Come sempre, il premio si articola in due sezioni, Narrativa e Poesia, ed è aperto alla partecipazione di opere in lingua italiana pubblicate dopo il 31 gennaio 2018. I volumi devono essere spediti (in undici copie) entro e non oltre il prossimo 15 giugno alla Fondazione “Giuseppe Dessì”, organizzatrice dell’iniziativa, in via Roma n. 65, a Villacidro. Spetterà alla giuria presieduta da Anna Dolfi (professore ordinario di Letteratura italiana moderna e contemporanea all’Università di Firenze e studiosa dell’opera di Dessì) il compito di valutare i romanzi e le raccolte di poesie che saranno pervenuti alla segreteria del premio e selezionare i finalisti, tre per la Narrativa e tre per la Poesia, tra i quali gli stessi giurati eleggeranno infine i vincitori, che saranno annunciati e premiati nella serata di sabato 28 settembre, a Villacidro, momento clou dell’immancabile settimana di appuntamenti culturali e di spettacolo che fa da cornice al concorso letterario.  

Cinquemila euro il premio che spetta al primo classificato di ciascuna delle due sezioni (millecinquecento euro vanno, invece, agli altri finalisti), oltre alla gratificazione di iscrivere il proprio nome nell’albo d’oro del Premio “Giuseppe Dessì” accanto a quello dei vincitori delle precedenti trentatré edizioni: Sandro Petroni, Nico Orengo, Laura Pariani, Salvatore Mannuzzu, Marcello Fois, Michela Murgia, Niccolò Ammaniti, Salvatore Silvano Nigro, Antonio Pascale, Maurizio Torchio, Edgardo Franzosini, Carmen Pellegrino e Sandra Petrignani, tra gli scrittori; Elio Pecora, Maria Luisa Spaziani, Giancarlo Pontiggia, Alda Merini, Eugenio De Signoribus, Gilberto Isella, Gian Piero Bona, Alba Donati, Mariagiorgia Ulbar, Milo De Angelis, Maria Grazia Calandrone ed Alberto Bertoni, tra i poeti.

Oltre ai giurati confermati anche per questa edizione Duilio Caocci, Giuseppe Langella, Giuseppe Lupo, Stefano Salis, Gigliola Sulis, il presidente della Fondazione Dessì, Paolo Lusci, e la stessa Anna Dolfi – la commissione giudicatrice conta due nuovi ingressi: il giornalista Luigi Mascheroni ed il professor Gino Ruozzi (Università di Bologna).

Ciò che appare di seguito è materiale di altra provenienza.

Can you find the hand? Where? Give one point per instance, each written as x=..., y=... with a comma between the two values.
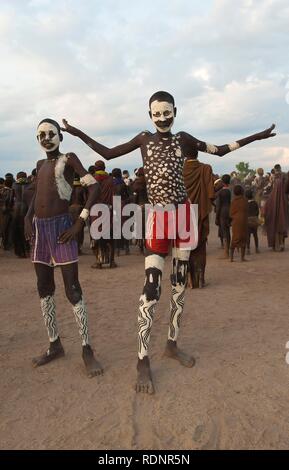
x=70, y=234
x=28, y=229
x=68, y=128
x=267, y=133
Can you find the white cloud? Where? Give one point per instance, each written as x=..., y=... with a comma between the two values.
x=97, y=63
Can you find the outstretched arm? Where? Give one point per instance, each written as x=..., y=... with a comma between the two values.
x=222, y=150
x=105, y=152
x=87, y=180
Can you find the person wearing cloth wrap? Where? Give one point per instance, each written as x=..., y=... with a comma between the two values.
x=49, y=228
x=163, y=156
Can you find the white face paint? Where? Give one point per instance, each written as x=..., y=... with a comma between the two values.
x=48, y=137
x=162, y=114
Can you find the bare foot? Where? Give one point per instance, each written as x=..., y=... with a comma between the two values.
x=54, y=352
x=144, y=382
x=93, y=367
x=174, y=352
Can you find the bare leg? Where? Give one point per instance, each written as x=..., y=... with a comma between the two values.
x=255, y=235
x=74, y=295
x=154, y=265
x=178, y=279
x=46, y=288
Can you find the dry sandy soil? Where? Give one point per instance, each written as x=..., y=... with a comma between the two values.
x=236, y=397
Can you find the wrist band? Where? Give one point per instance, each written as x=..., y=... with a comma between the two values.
x=84, y=214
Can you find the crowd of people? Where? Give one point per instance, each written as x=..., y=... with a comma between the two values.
x=63, y=195
x=241, y=206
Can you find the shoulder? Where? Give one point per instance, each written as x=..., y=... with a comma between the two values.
x=40, y=163
x=143, y=136
x=71, y=157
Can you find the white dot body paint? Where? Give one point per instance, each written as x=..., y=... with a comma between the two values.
x=161, y=111
x=211, y=148
x=46, y=128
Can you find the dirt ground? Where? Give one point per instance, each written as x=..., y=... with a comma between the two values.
x=236, y=397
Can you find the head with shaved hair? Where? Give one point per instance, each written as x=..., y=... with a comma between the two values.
x=162, y=111
x=49, y=134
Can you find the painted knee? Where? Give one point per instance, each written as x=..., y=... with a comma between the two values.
x=73, y=293
x=152, y=287
x=45, y=288
x=180, y=263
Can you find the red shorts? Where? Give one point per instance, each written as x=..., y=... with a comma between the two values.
x=178, y=227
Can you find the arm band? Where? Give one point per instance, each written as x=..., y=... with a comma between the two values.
x=84, y=214
x=87, y=180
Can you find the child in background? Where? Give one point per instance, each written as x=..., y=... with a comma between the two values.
x=239, y=216
x=253, y=221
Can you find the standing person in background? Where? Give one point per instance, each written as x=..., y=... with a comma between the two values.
x=239, y=216
x=122, y=190
x=104, y=249
x=218, y=184
x=30, y=188
x=258, y=185
x=223, y=219
x=253, y=221
x=198, y=179
x=276, y=211
x=141, y=198
x=77, y=202
x=20, y=208
x=7, y=202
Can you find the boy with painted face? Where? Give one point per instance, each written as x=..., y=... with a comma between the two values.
x=49, y=227
x=163, y=155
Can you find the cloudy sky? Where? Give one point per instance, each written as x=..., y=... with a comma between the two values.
x=97, y=62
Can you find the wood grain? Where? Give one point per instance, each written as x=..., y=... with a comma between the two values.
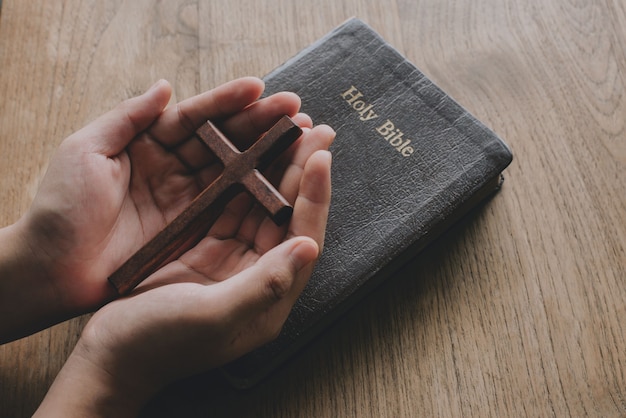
x=517, y=312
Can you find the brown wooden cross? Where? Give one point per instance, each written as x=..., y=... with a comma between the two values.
x=241, y=172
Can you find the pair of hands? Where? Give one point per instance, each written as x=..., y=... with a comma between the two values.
x=113, y=185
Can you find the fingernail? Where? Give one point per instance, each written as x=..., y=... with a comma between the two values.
x=155, y=85
x=304, y=252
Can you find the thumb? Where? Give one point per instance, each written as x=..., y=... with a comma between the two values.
x=112, y=131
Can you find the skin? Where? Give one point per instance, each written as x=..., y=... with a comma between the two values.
x=112, y=186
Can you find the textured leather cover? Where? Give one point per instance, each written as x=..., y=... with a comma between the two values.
x=390, y=197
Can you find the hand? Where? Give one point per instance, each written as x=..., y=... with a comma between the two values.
x=113, y=185
x=229, y=294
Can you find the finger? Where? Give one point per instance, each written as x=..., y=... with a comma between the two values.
x=264, y=294
x=179, y=122
x=112, y=132
x=306, y=178
x=243, y=128
x=310, y=213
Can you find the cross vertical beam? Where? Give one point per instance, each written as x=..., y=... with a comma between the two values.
x=241, y=172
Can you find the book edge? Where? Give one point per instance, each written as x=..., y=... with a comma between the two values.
x=489, y=189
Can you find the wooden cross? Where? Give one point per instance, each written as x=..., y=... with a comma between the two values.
x=241, y=172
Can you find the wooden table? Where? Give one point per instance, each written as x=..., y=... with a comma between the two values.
x=519, y=311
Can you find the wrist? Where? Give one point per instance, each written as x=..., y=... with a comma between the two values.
x=86, y=388
x=26, y=293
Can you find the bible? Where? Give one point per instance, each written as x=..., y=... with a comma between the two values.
x=408, y=162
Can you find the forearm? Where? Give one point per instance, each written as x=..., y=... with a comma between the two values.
x=27, y=300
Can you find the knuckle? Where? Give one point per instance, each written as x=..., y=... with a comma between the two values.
x=278, y=283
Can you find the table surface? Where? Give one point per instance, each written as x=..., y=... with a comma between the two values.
x=518, y=311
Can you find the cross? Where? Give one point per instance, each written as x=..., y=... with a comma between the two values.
x=241, y=172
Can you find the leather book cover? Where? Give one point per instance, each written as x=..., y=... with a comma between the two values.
x=408, y=162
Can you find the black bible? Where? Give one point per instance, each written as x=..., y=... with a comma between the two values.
x=408, y=161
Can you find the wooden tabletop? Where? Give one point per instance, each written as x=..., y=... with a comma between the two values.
x=519, y=311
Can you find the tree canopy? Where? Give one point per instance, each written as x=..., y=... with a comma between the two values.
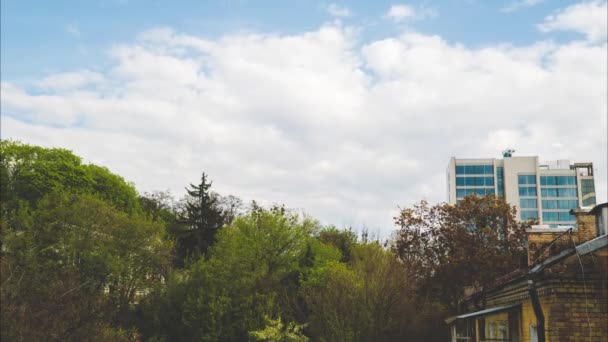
x=85, y=257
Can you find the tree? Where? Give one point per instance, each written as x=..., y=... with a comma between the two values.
x=453, y=246
x=364, y=300
x=203, y=219
x=28, y=173
x=344, y=240
x=75, y=268
x=244, y=279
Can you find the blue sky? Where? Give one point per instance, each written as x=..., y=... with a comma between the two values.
x=40, y=37
x=345, y=110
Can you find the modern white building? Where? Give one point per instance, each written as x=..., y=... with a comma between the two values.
x=547, y=191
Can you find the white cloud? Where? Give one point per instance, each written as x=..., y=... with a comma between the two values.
x=73, y=30
x=403, y=13
x=588, y=18
x=338, y=11
x=70, y=80
x=400, y=13
x=316, y=121
x=519, y=5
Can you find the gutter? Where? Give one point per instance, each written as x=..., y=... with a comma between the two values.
x=582, y=249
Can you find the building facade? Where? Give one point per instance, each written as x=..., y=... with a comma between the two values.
x=562, y=295
x=545, y=191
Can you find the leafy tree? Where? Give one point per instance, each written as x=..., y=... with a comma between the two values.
x=277, y=331
x=344, y=240
x=365, y=300
x=453, y=246
x=75, y=268
x=244, y=279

Ai premi per le sezioni più propriamente letterarie si affiancano anche quest’anno altri due riconoscimenti: il Premio Speciale della Giuria (sempre dell’importo di cinquemila euro) e il Premio Speciale della Fondazione di Sardegna. Il primo, che «la Giuria si riserva di attribuire a un autore o a un’opera di vario genere letterario» (come riportato nel regolamento), negli anni passati è andato a personalità del calibro di Luigi Pintor, Sergio Zavoli, Alberto Bevilaqua, Arnoldo Foà, Francesco Cossiga, Marco Pannella, Piero Angela, Ascanio Celestini, Mogol, Philippe Daverio, Toni Servillo, Piera Degli Esposti, Salvatore Settis, Remo Bodei ed Ernesto Ferrero. Il secondo viene invece assegnato dal consiglio d’amministrazione della Fondazione Dessì con la Fondazione di Sardegna, partner dell’iniziativa, «a un personaggio del panorama culturale, artistico e/o musicale quale riconoscimento per l’attività svolta nell’annualità di riferimento». Vinicio Capossela, Giacomo Mameli, i Tenores di Neoneli, Carlo Ossola, Massimo Bray, Vittorino Andreoli e Ferruccio de Bortoli sono i premiati delle scorse edizioni.